Monday, March 1, 2010

Still


I am hoping to one day be trusted. I can't seem to get it right with really... anyone. It makes me want to run far away and not look back. It is hard to leave when there is love. Not that I want to leave. I just want harmony, peace and love.

Is it better to leave when there is still love?

I have said this numerous times. I am still unforgiven and untrusted. Unforgiven of the past and untrusted of the future. Rarely am I in the now of being here.

Freedom would benefit this as much as the choice just to be. I wish to break free of what I will always be accused of. The accusation of being the enemy breaks my spirit and opens wounds you have never seen in me.

It has been over a year since you felt us moving forward. Just another reminder that I fail over and over and my faults are the ties that keep us nowhere.

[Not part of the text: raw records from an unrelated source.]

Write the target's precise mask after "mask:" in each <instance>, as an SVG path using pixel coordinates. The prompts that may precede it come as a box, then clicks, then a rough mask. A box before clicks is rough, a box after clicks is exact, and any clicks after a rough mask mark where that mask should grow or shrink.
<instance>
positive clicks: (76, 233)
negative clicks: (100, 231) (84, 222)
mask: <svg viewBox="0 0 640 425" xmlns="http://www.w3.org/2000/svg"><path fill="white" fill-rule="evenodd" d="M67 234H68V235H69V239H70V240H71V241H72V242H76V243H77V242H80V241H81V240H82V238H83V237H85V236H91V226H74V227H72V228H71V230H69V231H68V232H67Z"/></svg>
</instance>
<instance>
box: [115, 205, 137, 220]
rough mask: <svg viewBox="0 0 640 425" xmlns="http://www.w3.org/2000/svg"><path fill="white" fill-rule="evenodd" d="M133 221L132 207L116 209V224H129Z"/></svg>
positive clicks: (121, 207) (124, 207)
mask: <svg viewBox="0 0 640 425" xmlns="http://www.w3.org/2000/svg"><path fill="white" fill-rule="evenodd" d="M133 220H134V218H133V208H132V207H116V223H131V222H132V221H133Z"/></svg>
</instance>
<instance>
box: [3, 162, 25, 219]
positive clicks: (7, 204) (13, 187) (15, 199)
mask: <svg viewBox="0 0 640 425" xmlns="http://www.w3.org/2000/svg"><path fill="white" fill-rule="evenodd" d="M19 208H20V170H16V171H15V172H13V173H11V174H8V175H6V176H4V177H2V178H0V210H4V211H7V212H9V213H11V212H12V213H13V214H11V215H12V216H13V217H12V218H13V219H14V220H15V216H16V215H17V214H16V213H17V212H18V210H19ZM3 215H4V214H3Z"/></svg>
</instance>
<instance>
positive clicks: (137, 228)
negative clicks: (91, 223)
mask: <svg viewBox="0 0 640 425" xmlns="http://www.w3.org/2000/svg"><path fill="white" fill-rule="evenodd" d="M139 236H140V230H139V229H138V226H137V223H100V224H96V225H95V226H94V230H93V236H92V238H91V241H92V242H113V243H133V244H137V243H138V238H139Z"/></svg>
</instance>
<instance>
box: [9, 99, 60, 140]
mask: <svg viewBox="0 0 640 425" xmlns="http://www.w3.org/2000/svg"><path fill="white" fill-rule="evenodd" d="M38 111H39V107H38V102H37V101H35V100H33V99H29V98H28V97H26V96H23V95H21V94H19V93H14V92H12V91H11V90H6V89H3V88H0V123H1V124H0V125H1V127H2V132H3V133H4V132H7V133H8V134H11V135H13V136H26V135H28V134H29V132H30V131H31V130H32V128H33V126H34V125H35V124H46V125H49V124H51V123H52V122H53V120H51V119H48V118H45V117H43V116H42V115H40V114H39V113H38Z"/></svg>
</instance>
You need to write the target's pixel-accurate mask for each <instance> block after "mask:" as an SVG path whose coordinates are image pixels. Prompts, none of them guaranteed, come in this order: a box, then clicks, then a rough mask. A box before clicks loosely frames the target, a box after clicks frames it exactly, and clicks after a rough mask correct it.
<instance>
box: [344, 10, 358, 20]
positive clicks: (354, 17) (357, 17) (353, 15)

Relationships take work and require change. And trust. And acceptance. And desire. There is so much work to do. At times, why really try? I do it wrong anyway.

They say relationships are what we need in life to learn our lessons. When is it time to let go and move on together or seperately. I try to be logical...

I'm tired.

1 comment:

Memphis said...

I don't believe anyone can answer this question. I went through hell and back again and very nearly didn't make it. Today things have improved dramatically, but along the way I've lost some friends whom I thought were good friends. I suffered more than I thought I could bare and will probably never feel quite the same way again, towards her and a lot of people. Unfortunately, commitment is the only way anyone ever grows old together. It's a gamble to stick it out when your heart feels as if it is being constantly ripped from your chest and carved into pieces. You're gambling that one day things will get better again. But there is only so much a person can take.